- Genre: Soap opera; Reality television;
- Starring: Lindsay Hartley; Crystal Hunt; Vanessa Marcil; Chrystee Pharris; Hunter Tylo; Donna Mills;
- Country of origin: United States
- Original language: English
- No. of seasons: 1
- No. of episodes: 10

Production
- Executive producers: Leslie Greif Aaron Fishman; Adam Freeman; Adam Reed; Tim Laurie;
- Production company: Thinkfactory Media

Original release
- Network: Pop
- Release: April 26 – June 10, 2015

= Queens of Drama (TV series) =

Queens of Drama is an American scripted reality drama television series. The series follows former daytime and primetime soap stars who form a production company to develop and produce of a new serialized drama pilot for television. It stars Lindsay Hartley, Crystal Hunt, Vanessa Marcil, Chrystee Pharris, and Hunter Tylo, along with Donna Mills as a fictionalized version of herself. Mills stars as a no-nonsense queen bee of the group.
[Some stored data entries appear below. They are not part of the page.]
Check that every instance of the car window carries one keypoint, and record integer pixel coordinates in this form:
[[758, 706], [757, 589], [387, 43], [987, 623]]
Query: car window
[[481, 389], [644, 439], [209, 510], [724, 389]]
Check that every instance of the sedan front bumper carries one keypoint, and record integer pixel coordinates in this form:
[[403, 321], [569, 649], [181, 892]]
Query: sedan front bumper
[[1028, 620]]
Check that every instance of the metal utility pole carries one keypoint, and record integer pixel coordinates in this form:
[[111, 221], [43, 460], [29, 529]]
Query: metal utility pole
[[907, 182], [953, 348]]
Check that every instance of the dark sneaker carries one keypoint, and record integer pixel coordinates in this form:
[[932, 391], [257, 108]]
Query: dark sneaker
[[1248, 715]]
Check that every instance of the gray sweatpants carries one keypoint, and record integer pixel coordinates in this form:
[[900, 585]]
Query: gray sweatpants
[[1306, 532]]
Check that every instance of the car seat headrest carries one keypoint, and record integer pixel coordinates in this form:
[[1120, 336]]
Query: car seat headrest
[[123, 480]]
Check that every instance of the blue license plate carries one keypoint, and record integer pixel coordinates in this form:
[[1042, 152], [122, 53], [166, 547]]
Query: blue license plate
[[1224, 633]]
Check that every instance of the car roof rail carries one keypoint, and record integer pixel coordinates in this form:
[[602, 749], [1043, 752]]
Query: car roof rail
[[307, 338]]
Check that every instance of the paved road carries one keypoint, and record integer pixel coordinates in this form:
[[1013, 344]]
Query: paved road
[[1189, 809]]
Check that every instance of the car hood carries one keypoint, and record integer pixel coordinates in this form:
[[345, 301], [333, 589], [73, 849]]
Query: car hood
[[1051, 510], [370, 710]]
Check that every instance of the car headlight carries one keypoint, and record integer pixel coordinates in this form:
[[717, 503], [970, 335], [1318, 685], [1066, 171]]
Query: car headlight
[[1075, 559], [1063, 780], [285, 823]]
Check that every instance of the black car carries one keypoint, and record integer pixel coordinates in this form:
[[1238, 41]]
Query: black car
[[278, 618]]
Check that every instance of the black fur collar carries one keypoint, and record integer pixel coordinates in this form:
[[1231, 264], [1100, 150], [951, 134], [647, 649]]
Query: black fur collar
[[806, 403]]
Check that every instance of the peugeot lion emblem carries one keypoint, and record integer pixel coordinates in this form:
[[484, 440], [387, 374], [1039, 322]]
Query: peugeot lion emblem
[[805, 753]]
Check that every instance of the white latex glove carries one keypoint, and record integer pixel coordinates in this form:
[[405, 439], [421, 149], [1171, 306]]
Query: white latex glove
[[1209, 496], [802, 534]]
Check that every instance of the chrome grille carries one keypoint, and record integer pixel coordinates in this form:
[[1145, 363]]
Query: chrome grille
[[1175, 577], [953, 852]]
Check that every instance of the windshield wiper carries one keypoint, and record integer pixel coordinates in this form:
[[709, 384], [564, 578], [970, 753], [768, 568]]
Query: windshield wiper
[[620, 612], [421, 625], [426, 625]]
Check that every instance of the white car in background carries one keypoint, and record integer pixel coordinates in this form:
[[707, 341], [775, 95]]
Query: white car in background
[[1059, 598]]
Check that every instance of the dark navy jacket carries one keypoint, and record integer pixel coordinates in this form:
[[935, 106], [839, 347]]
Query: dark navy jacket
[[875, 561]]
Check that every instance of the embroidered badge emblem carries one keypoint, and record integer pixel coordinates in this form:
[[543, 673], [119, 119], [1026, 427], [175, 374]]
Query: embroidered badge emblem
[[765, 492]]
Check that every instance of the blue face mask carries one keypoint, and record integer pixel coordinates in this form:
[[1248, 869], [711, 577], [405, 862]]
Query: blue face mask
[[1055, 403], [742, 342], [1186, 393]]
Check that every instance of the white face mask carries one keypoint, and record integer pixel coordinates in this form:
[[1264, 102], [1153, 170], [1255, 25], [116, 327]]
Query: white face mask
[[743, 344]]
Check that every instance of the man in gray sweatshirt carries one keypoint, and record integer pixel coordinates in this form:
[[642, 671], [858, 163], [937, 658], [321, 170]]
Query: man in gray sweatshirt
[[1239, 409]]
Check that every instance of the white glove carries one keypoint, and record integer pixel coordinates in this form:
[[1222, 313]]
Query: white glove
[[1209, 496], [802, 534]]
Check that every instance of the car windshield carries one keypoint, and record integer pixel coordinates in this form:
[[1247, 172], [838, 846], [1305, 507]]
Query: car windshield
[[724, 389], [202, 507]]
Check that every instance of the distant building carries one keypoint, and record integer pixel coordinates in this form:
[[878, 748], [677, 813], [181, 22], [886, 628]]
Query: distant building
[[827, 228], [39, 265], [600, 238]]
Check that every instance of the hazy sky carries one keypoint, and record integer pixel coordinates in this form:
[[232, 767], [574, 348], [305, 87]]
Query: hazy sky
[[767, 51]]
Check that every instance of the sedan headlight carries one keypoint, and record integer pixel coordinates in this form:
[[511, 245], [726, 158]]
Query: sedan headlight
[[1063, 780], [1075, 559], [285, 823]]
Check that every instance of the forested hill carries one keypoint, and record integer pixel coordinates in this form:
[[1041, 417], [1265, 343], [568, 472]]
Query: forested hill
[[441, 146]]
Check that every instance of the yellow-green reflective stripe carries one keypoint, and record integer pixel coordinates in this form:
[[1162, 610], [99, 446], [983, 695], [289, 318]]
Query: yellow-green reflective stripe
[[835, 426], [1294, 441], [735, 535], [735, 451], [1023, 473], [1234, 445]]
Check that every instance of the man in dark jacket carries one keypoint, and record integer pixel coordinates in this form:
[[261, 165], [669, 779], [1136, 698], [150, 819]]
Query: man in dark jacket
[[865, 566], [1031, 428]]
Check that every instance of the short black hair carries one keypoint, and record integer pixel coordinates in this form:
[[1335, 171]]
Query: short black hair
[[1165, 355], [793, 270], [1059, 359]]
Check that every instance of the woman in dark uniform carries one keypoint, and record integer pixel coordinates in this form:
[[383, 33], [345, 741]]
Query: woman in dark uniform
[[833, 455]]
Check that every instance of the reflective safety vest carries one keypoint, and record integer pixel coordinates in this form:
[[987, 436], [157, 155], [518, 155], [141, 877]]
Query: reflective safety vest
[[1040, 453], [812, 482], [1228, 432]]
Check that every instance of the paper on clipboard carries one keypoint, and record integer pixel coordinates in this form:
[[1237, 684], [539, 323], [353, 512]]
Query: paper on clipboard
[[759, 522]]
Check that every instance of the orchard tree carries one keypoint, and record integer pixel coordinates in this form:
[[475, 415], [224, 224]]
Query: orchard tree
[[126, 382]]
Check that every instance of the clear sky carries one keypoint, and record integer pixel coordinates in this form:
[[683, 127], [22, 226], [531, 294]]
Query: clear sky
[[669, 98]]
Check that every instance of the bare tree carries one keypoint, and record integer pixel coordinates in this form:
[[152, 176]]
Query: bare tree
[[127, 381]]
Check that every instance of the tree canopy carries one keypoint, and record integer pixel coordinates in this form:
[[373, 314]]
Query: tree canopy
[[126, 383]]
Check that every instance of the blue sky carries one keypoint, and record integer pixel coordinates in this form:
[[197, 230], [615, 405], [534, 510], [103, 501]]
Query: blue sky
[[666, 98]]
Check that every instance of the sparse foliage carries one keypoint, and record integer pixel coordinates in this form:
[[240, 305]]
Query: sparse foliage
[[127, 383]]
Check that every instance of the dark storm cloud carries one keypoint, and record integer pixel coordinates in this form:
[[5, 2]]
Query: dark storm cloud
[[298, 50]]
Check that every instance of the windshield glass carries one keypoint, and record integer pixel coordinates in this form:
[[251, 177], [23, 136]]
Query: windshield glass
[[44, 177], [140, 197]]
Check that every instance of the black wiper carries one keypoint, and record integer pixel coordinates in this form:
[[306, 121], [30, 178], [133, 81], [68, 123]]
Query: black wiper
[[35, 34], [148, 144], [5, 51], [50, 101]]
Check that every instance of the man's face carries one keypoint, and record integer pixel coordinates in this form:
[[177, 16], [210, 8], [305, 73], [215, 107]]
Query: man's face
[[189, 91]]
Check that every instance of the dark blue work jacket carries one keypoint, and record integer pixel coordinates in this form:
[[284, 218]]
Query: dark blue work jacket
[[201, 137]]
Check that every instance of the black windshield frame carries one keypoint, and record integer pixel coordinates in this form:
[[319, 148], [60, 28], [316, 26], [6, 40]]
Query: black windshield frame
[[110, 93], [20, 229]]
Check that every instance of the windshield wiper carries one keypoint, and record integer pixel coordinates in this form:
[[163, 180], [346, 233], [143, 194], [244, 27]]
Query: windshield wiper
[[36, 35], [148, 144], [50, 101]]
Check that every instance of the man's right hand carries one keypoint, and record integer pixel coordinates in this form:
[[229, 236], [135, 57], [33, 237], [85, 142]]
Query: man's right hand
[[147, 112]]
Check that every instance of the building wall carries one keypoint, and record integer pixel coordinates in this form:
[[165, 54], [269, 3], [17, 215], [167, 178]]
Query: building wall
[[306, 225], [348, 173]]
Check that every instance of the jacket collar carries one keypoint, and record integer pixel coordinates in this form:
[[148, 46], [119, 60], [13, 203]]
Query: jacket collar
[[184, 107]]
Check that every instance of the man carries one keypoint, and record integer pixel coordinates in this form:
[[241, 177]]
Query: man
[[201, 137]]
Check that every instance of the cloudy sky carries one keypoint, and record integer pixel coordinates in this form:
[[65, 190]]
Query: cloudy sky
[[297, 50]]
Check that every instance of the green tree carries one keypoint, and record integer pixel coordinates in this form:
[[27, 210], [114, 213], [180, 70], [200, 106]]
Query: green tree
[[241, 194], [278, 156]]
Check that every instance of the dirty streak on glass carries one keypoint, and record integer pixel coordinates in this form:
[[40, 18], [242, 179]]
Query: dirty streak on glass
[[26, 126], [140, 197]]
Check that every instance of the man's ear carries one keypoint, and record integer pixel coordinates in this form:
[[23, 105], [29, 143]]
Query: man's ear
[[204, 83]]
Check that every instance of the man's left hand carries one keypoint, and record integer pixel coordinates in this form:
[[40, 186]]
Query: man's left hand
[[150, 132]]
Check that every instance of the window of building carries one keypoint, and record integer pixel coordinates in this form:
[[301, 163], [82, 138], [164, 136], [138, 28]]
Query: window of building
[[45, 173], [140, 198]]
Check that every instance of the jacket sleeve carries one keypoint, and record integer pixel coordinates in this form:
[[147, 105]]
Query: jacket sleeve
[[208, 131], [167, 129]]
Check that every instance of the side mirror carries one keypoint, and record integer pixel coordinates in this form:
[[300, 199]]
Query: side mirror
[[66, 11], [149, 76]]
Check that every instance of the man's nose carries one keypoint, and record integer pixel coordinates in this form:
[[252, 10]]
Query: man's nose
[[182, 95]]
The series debuted on Pop on April 26, 2015. Ten episodes reached air.

==Cast==
- Lindsay Hartley
- Crystal Hunt
- Vanessa Marcil
- Chrystee Pharris
- Hunter Tylo
- Donna Mills

Joan Collins also guest starred on the series.

==Episodes==

| No. | Title | Original release date | U.S. viewers (thousands) |
| 1 | "I Don’t Do Ugly" | April 26, 2015 | 169 |
Vanessa Marcil, Lindsay Hartley and Crystal Hunt approach Donna Mills to create a new TV drama series; the women come to realize they do not share the same vision for the show.
| 2 | "Art Imitating Life" | April 26, 2015 | 169 |
Donna invites the women over to tell them the CW is interested in their project, but the women chafe that she spoke to the network without them; Crystal makes judgmental comments.
| 3 | "Those Little Devils" | April 29, 2015 | N/A |
Donna and her friend, Joan Collins, teach the women a lesson when Crystal goes behind Donna's back; the women receive invitations to the Sue Wong fashion show; Crystal steals the spotlight.
| 4 | "Dealing with a Sociopath" | May 6, 2015 | N/A |
Joan Collins scolds the women for trying to replace Donna Mills as producer; Donna wonders if Crystal should be kicked out of the group after learning of her criminal record; Vanessa and Chrystee plan their pitch for the showrunner.
| 5 | "What Donna Wants" | May 13, 2015 | N/A |
The women pitch their ideas to the new showrunner, Lee Fleming; Donna discovers Vanessa doesn't want to act in the show; Hunter tries to change Vanessa's mind about acting while on a retreat in Palm Springs, California.
| 6 | "Clean Up Her Mess" | May 20, 2015 | N/A |
Donna takes on another role after learning Vanessa quit; Hunter shares Donna's secrets with Vanessa; Lindsay discovers her boyfriend may have to relocate.
| 7 | "Asking for Trouble" | May 27, 2015 | N/A |
Donna's pal, Lorenzo Lamas, comes to the casting session to audition; Lindsay seeks a role for her boyfriend; Hunter discovers a harsh comment re-tweeted by Lindsay.
| 8 | "She Set Me Up" | June 3, 2015 | N/A |
Discord erupts when the women film monologues for the sizzle reel; Crystal has doubts about Donna's loyalty; Hunter gets injured.
| 9 | "Read the Script!" | June 10, 2015 | N/A |
Hunter is unable to continue after her injury, but the others move forward with production; Chrystee and Donna battle over a new scene.
| 10 | "How Did We Get Here" | June 10, 2015 | N/A |
Lindsay, Crystal and Chrystee discover Donna is pitching the show to the network without them and crash her meeting.